FINANCIAL DISCLOSURE(S): Proprietary or commercial disclosure may be found in the Footnotes and Disclosures at the end of this article.
评估抗血管内皮生长因子(anti-VEGF)与全视网膜光凝(PRP)治疗增殖性糖尿病视网膜病变(PDR)的疗效和安全性。所检查的结果包括最佳矫正视力(BCVA)、新生血管形成(NV)、中心黄斑厚度(CMT)的变化以及不良结局。
糖尿病视网膜病变是全球劳动年龄成年人失明的主要原因。目前,对于PDR治疗的最佳选择尚未达成共识。
根据系统评价和Meta分析的首选报告项目,检索Cochrane、Embase、PubMed、Scopus、Web of Science和护理及健康领域累积索引数据库(CiNAHL)从建库至2023年6月的文章。该综述已在国际前瞻性系统综述注册库(PROSPERO,注册号CRD42023437778)进行前瞻性注册。
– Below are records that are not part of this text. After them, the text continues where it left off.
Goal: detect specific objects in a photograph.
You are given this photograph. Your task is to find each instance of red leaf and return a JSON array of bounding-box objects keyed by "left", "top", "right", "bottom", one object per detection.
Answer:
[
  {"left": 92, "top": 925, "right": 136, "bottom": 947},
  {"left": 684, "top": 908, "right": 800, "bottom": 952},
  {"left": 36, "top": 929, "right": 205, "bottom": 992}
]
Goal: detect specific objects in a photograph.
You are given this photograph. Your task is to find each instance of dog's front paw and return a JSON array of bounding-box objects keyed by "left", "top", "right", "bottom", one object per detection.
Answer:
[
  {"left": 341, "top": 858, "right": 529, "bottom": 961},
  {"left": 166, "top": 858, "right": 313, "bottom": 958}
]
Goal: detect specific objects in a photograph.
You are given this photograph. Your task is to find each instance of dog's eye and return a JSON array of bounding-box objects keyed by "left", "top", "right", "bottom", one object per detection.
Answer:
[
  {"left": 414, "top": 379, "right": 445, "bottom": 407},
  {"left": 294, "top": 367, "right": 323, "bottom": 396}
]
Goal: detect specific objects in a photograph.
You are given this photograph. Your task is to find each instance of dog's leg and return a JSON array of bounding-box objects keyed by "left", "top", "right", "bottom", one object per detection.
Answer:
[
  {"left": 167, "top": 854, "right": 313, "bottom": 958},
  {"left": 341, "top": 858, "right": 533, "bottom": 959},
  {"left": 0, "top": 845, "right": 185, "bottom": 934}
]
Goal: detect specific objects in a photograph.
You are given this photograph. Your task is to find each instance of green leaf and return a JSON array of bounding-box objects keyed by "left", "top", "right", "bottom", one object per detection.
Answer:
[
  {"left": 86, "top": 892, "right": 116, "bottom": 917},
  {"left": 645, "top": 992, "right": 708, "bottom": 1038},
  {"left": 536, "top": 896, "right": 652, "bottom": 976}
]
使用RevMan软件5.4版(Review Manager [RevMan] [计算机程序],Cochrane协作网,2020年)进行工具数据分析。纳入接受anti-VEGF、PRP或联合治疗的PDR患者的随机对照试验(RCT)。使用Rob2评估工具(随机试验偏倚风险修订工具)评估偏倚风险,并采用推荐分级的评估、制定与评价(GRADE)方法评估证据的确定性。
纳入19项研究,共1361例PDR患者(n = 1788只眼)接受了anti-VEGF治疗(n = 274)、PRP治疗(n = 482)或联合治疗(n = 320)。我们的结果显示,在3个月随访时(平均差值[MD] = 2.35字母;95%置信区间[CI],1.18 - 3.52;I² = 0%)和12个月随访时(MD = 3.39字母;95% CI,0.63 - 6.14;I² = 26%),与PRP相比,anti-VEGF组的BCVA结果更优。在12个月时,联合治疗组的BCVA结果优于PRP组(MD = 4.06字母;95% CI,0.26 - 7.86;I² = 0%)。与PRP相比,联合治疗组在3个月时(MD = -33.10μm;95% CI,-40.12至-26.08;I² = 25%)和6个月时(MD = -34.28μm;95% CI,-55.59至-12.97;I² = 85%)的CMT更低,但在12个月时CMT结果相似。与PRP相比,anti-VEGF组总新生血管(NVT)完全消退的可能性更大(比值比 = 6.15;95% CI,1.39 - 27.15;I² = 80%)。与PRP相比,anti-VEGF组和联合治疗组治疗后玻璃体出血、玻璃体切除术和眼压升高事件相似;然而,黄斑水肿结果anti-VEGF组优于PRP组。使用GRADE评估,BCVA证据被评为中等确定性,而CMT和NVT证据确定性被评为非常低。
在基于患者依从性、糖尿病性黄斑水肿状态和偏好进行共同决策后,anti-VEGF和联合治疗可被视为单独PRP治疗PDR的替代方法。本Meta分析的局限性包括研究之间参与者特征、治疗方案和结局报告的异质性。应进行进一步的RCT以比较这些治疗的长期有效性。
专有或商业披露信息可在本文末尾的脚注和披露中找到。